Rivals accused rightist presidential candidate Nicolas Sarkozy of worsening tension between youths and police on Wednesday after clashes at a Paris train station overnight. Officials said Tuesday's confrontation at the Gare du Nord terminal began when police arrested a 33-year illegal immigrant who attacked staff when asked to show his ticket.
Youths at the station, a hub for trains to suburbs north of Paris, said police had manhandled the suspect. Shouting "Sarkozy hypocrite", hundreds of youths threw flower pots and bottles at police during unrest that lasted for several hours. Police used teargas to disperse youths who smashed shop windows. Thirteen people were arrested.
Sarkozy confirmed his status as a law-and-order hard-liner in riots that hit the poor suburbs around Paris and other French cities in 2005, and rivals were quick to blame him for fomenting a climate of hostility between youths and police.
Socialist officials said Tuesday's clashes were the legacy of the "provocative habits and language" of Sarkozy while its presidential candidate Segolene Royal said the violence highlighted Sarkozy's policy failures.
"In five years with a rightist government that has made security its main campaign issue, you can see that it's failure all down the line," Royal told Canal+ television. Sarkozy, who stepped down as interior minister on Monday to focus on his campaign, justified the police action. "I want to tell the French that I will not be on the side of fraudsters, cheats, dishonest people ... those who think that in order to get heard, they must demolish a train station and break public equipment paid for by taxpayers," he said.

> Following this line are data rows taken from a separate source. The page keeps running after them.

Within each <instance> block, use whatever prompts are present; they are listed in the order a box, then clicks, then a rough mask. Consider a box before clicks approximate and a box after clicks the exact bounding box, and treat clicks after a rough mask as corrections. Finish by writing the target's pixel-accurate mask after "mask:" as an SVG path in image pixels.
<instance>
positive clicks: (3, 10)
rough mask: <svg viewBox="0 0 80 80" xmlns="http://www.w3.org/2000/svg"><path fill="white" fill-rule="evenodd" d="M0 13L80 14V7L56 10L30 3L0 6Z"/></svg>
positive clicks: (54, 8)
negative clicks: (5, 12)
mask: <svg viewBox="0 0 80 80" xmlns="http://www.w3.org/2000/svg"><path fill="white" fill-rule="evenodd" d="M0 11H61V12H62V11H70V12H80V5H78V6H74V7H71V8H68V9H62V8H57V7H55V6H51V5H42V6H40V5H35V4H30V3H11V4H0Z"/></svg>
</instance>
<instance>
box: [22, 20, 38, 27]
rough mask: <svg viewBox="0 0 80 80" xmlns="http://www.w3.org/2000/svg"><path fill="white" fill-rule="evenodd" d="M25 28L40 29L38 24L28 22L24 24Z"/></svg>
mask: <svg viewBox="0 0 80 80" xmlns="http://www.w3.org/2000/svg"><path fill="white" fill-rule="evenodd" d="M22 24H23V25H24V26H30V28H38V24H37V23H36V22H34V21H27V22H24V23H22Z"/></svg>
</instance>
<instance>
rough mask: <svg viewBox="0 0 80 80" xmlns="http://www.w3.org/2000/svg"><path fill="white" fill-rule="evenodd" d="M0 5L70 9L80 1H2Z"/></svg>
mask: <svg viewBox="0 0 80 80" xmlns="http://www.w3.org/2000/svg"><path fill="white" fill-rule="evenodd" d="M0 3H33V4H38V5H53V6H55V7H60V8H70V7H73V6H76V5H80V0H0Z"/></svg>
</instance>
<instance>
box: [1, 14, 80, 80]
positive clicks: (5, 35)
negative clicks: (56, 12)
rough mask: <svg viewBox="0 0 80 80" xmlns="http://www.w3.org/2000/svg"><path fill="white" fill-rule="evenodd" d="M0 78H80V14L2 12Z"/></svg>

Francois Baroin, Sarkozy's successor as interior minister, said the man stopped by ticket inspectors was of Congolese origin and well-known to police. After initially being dominated by economic questions, France's election campaign has increasingly come to focus on issues of security and immigration this month.
Centrist presidential hopeful Francois Bayrou, who trails Royal and Sarkozy in opinion polls, avoided criticising Sarkozy by name, but said: "It's very important to end this climate of perpetual confrontation between police and some citizens."
The clashes came a week after police sparked an outcry by detaining a Paris teacher for several hours after she tried to prevent the arrest of an illegal immigrant near her school.
Le Monde daily said in an editorial both events highlighted the "climate of incomprehension" between police and some French. Sarkozy has sought to soften the tough image he built up as "France's top policeman", meeting factory workers and quoting widely from poets in recent campaign speeches. But critics say he remains a hate-figure for many in the neighbourhoods hit by the 2005 riots, the worst in 40 years.